Rimma calls the idea "stupid" and launches into a joke with her colleague, Dmytruk.

"Hippies are not going to be allowed in. They'll want to lie on the grass and then smoke it," Dmytruk laughed, adding seriously that walking in the grounds without permission could be dangerous for those with a more adventurous spirit.

"The law does not stop adult people from visiting -- people who are older than 18 years and who have some kind of interest in this region...The most important thing for this region, is making it safe."

VILLAGE VISITS

But there are those, in tiny hamlets, who would not mind seeing a few new faces banging at their doors.

Seventy-eight-year-old Anastasiya Chikalovets, who was forced to leave her khatta -- a small peasant house -- in 1986 returned to the village a year later.

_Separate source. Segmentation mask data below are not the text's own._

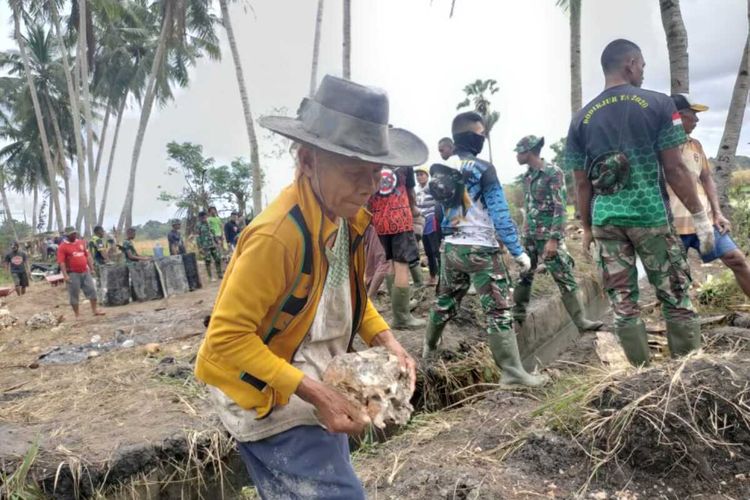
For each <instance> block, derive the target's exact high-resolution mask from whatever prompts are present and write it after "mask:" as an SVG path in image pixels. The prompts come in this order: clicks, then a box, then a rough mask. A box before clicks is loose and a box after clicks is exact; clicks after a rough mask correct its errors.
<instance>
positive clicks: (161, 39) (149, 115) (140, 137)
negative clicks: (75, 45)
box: [117, 2, 173, 233]
mask: <svg viewBox="0 0 750 500" xmlns="http://www.w3.org/2000/svg"><path fill="white" fill-rule="evenodd" d="M172 7H173V6H172V2H166V4H165V8H164V20H163V23H162V27H161V33H160V34H159V45H158V46H157V48H156V54H154V62H153V64H152V65H151V73H150V74H149V77H148V82H147V84H146V92H145V94H144V97H143V105H142V107H141V118H140V121H139V122H138V133H137V134H136V136H135V145H134V146H133V157H132V159H131V162H130V177H129V179H128V190H127V193H126V194H125V203H124V204H123V206H122V213H121V214H120V220H119V221H118V223H117V232H118V233H120V232H122V229H123V227H126V228H127V227H130V226H132V225H133V198H134V194H135V175H136V172H137V170H138V158H139V157H140V156H141V148H142V147H143V139H144V137H145V135H146V127H147V126H148V120H149V118H150V117H151V109H152V108H153V106H154V98H155V97H156V80H157V78H158V76H159V71H160V70H161V68H162V66H163V63H164V56H165V53H166V51H167V34H168V33H169V26H170V25H171V24H172V14H173V11H172Z"/></svg>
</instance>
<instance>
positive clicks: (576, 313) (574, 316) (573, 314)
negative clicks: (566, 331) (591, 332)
mask: <svg viewBox="0 0 750 500" xmlns="http://www.w3.org/2000/svg"><path fill="white" fill-rule="evenodd" d="M562 301H563V305H564V306H565V309H566V310H567V311H568V314H570V317H571V318H572V319H573V323H575V325H576V326H577V327H578V331H579V332H591V331H596V330H600V329H601V328H602V326H604V323H602V322H601V321H591V320H589V319H586V318H585V317H584V316H583V306H582V305H581V299H580V297H579V296H578V293H577V292H568V293H564V294H562Z"/></svg>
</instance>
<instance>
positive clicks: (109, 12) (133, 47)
mask: <svg viewBox="0 0 750 500" xmlns="http://www.w3.org/2000/svg"><path fill="white" fill-rule="evenodd" d="M95 7H96V5H95ZM107 7H108V8H105V9H101V8H95V9H93V25H94V29H95V30H96V31H97V32H98V33H99V36H98V39H97V46H96V54H95V61H96V62H95V64H94V73H93V76H92V91H93V94H94V96H95V97H96V98H97V99H98V100H100V101H102V102H106V103H107V111H108V113H106V114H105V118H106V116H107V115H111V114H112V113H115V114H116V115H117V121H116V124H115V129H114V133H113V134H112V140H111V145H110V149H109V159H108V162H107V167H106V172H105V177H104V186H103V190H102V196H101V204H100V206H99V210H98V214H97V216H98V218H97V224H98V225H102V224H103V221H104V214H105V211H106V206H107V201H108V194H109V185H110V180H111V177H112V166H113V164H114V158H115V152H116V150H117V144H118V139H119V136H120V126H121V124H122V117H123V113H124V111H125V107H126V106H127V102H128V98H129V96H132V97H133V98H134V99H135V100H136V101H139V102H140V101H141V100H142V97H143V91H144V88H145V86H146V81H147V79H148V74H149V70H150V68H151V65H152V61H153V56H154V51H153V43H152V40H153V38H154V36H153V33H152V30H150V29H149V28H150V27H152V26H154V24H155V23H154V22H153V21H154V19H153V18H155V14H154V13H153V12H152V11H150V10H149V9H148V6H147V5H146V3H145V0H138V1H134V2H129V3H127V4H120V3H119V2H118V3H115V4H114V5H108V6H107ZM165 73H166V74H168V73H170V71H169V70H168V71H166V72H165ZM162 87H163V86H162V85H161V84H158V85H157V89H161V88H162ZM167 88H168V86H167ZM106 123H107V121H106V119H105V124H106ZM105 124H103V125H102V132H101V135H100V138H99V151H98V152H97V160H96V168H95V170H94V175H95V177H96V179H97V181H98V179H99V174H100V164H101V163H100V162H101V159H102V157H103V152H104V149H105V135H106V127H105Z"/></svg>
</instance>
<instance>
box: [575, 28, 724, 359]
mask: <svg viewBox="0 0 750 500" xmlns="http://www.w3.org/2000/svg"><path fill="white" fill-rule="evenodd" d="M601 64H602V69H603V70H604V76H605V81H606V82H605V89H604V91H603V92H602V93H601V94H599V95H598V96H597V97H596V98H594V100H593V101H591V102H590V103H588V104H587V105H586V106H584V107H583V108H582V109H581V110H580V111H579V112H578V113H576V115H575V116H574V117H573V120H572V121H571V124H570V130H569V131H568V140H567V144H566V148H565V150H566V151H565V153H566V154H565V161H566V166H567V167H568V168H572V169H574V170H575V177H576V184H577V187H578V207H579V211H580V214H581V222H582V224H583V230H584V234H583V249H584V251H585V252H588V251H589V248H590V246H591V243H592V240H595V241H596V243H597V246H598V253H599V255H598V258H599V262H600V265H601V269H602V275H603V281H604V288H605V290H606V291H607V294H608V295H609V299H610V302H611V304H612V309H613V311H614V318H615V324H614V327H615V328H614V329H615V333H616V334H617V336H618V337H619V339H620V343H621V344H622V347H623V349H624V350H625V354H626V355H627V357H628V360H629V361H630V362H631V363H632V364H633V365H637V366H638V365H645V364H648V362H649V349H648V342H647V336H646V327H645V325H644V323H643V321H642V320H641V318H640V309H639V306H638V271H637V270H636V256H638V257H640V259H641V261H642V262H643V267H644V268H645V270H646V274H647V275H648V280H649V282H650V283H651V284H652V285H653V286H654V288H655V289H656V296H657V298H658V299H659V301H660V302H661V305H662V313H663V315H664V319H665V320H666V325H667V340H668V342H669V350H670V352H671V354H672V356H680V355H684V354H687V353H689V352H690V351H692V350H695V349H697V348H699V347H700V324H699V322H698V318H697V316H696V313H695V310H694V309H693V305H692V303H691V302H690V297H689V295H688V289H689V287H690V283H691V278H690V269H689V267H688V264H687V261H686V260H685V255H684V252H683V249H682V246H681V245H682V243H681V241H680V239H679V237H678V236H677V235H676V234H675V233H674V231H673V230H672V226H671V220H670V219H671V214H670V211H669V200H668V199H667V196H666V186H665V183H668V184H669V185H670V187H671V188H672V189H673V190H674V192H675V194H676V195H677V197H678V198H679V199H680V200H681V201H682V202H683V203H684V205H685V206H686V207H687V208H688V209H689V210H690V213H691V214H692V216H693V221H694V223H695V227H696V233H697V235H698V238H699V240H700V248H701V252H702V253H704V254H705V253H709V252H710V251H711V250H712V249H713V246H714V240H713V227H712V226H711V223H710V222H709V220H708V217H707V215H706V212H705V211H704V210H703V206H702V205H701V202H700V199H699V198H698V194H697V192H696V188H695V182H693V181H692V178H691V177H690V175H689V172H688V171H687V169H686V168H685V165H684V164H683V163H682V157H681V152H680V148H679V146H680V145H681V144H683V143H685V142H686V141H687V136H686V135H685V131H684V129H683V127H682V121H681V119H680V114H679V113H678V112H677V109H675V105H674V103H673V102H672V99H671V98H670V97H669V96H667V95H664V94H660V93H658V92H652V91H649V90H643V89H642V88H641V84H642V83H643V68H644V66H645V62H644V60H643V55H642V53H641V50H640V48H639V47H638V46H637V45H636V44H634V43H633V42H630V41H628V40H615V41H613V42H611V43H610V44H609V45H607V47H606V48H605V49H604V52H603V53H602V57H601Z"/></svg>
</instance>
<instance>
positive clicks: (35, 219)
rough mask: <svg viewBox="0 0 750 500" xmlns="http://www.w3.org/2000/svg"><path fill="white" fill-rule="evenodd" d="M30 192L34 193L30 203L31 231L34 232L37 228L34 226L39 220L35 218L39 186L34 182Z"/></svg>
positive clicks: (37, 222)
mask: <svg viewBox="0 0 750 500" xmlns="http://www.w3.org/2000/svg"><path fill="white" fill-rule="evenodd" d="M32 192H33V193H34V202H33V204H32V205H31V226H32V228H31V233H32V234H36V233H37V230H38V228H37V227H36V226H37V224H39V221H38V220H37V210H38V209H39V206H38V204H39V187H38V186H37V185H36V184H34V187H33V188H32Z"/></svg>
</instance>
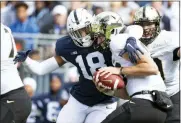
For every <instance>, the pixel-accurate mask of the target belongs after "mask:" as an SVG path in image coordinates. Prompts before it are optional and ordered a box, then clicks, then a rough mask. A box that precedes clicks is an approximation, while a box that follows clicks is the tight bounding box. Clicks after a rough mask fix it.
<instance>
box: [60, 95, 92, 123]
mask: <svg viewBox="0 0 181 123" xmlns="http://www.w3.org/2000/svg"><path fill="white" fill-rule="evenodd" d="M87 108H88V106H86V105H84V104H82V103H80V102H78V101H77V100H76V99H75V98H74V97H73V96H70V98H69V100H68V102H67V104H66V105H65V106H64V107H63V108H62V110H61V111H60V113H59V115H58V118H57V123H83V121H84V120H85V117H86V109H87Z"/></svg>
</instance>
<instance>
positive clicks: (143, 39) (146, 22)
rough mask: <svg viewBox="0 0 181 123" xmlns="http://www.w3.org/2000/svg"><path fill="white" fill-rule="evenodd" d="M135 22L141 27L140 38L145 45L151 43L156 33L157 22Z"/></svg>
mask: <svg viewBox="0 0 181 123" xmlns="http://www.w3.org/2000/svg"><path fill="white" fill-rule="evenodd" d="M137 24H138V25H140V26H141V27H142V28H143V35H142V37H141V39H140V40H141V41H142V42H143V43H144V44H145V45H148V44H150V43H152V41H153V40H154V39H155V37H156V36H157V35H158V33H157V24H156V23H155V22H140V23H137Z"/></svg>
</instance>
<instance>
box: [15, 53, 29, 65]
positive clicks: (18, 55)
mask: <svg viewBox="0 0 181 123" xmlns="http://www.w3.org/2000/svg"><path fill="white" fill-rule="evenodd" d="M30 52H31V50H27V51H20V52H18V54H17V55H16V56H15V58H14V59H13V61H14V64H16V63H17V62H24V61H25V60H26V58H27V57H28V54H29V53H30Z"/></svg>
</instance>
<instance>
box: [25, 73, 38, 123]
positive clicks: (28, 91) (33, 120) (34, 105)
mask: <svg viewBox="0 0 181 123" xmlns="http://www.w3.org/2000/svg"><path fill="white" fill-rule="evenodd" d="M23 83H24V85H25V86H24V87H25V90H26V91H27V93H28V95H29V96H30V97H31V101H32V105H31V113H30V115H29V116H28V118H27V120H26V122H27V123H40V122H41V120H40V118H41V112H40V110H39V109H40V108H39V105H38V104H39V100H38V99H39V98H38V97H34V93H35V91H36V86H37V85H36V81H35V80H34V79H33V78H30V77H26V78H24V80H23Z"/></svg>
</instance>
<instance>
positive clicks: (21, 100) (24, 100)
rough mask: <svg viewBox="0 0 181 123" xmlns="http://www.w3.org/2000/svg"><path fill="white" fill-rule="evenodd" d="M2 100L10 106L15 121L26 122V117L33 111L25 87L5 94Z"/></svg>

Now 26 people live in the village, once home to more than 1,000.

"This is the place where I was born," says Anastasiya, who is known fondly by those patrolling the controlled area as Baba Nastya or grandma Nastya.

"But it is sad no one comes here and people just leave, mainly for their graves," she laughs heartily, scraping a pig's guts on a wooden bench to make into sausages later.

"Tourists would be fun. Just come."

She says life is better in the village -- a ramshackle collection of tiny cottages empty and often falling down -- than in the flat her and her husband were re-settled to.

"Radiation? What radiation? It was a ploy to get money," says Nastya, wearing a colourful scarf around her head, as she walks off to bring some home-made moonshine.

"I took some meat to market and our pork registered a lower radiation level than that meat which came from Kiev."

Baba Nastya would not be on the tour, Rimma says. Tourists would have to stay on the bus at all times, although they would get the chance to see the deserted town of Pripyat, where thousands will never be allowed home.

Yellow water drips on to the broken tiles of what was the main grocery shop in Pripyat, a town which stands almost in the shadow of rector four. The toilets have been ripped out, the refrigerators stripped bare. A small sign dangles over one of the shelves, saying "Children's Food."

The town, now surrounded by barbed wire and watched by checkpoints, was evacuated after the explosion. Many took what they could, but later others have come and trashed rooms in the search for something valuable.

Tower blocks stand empty. Apartment doors hang on hinges, the odd boot or children's toy lie underneath shards of glass. Mattresses with their springs showing sag in hallways and the wind screams eerily through broken windows and bare lift shafts.

"Now tourists could come here and see the real Chernobyl...Every person who has a child should come here and understand the tragedy. I doubt they will," Rimma sighs.

"Here you can feel the real pain, can't you?"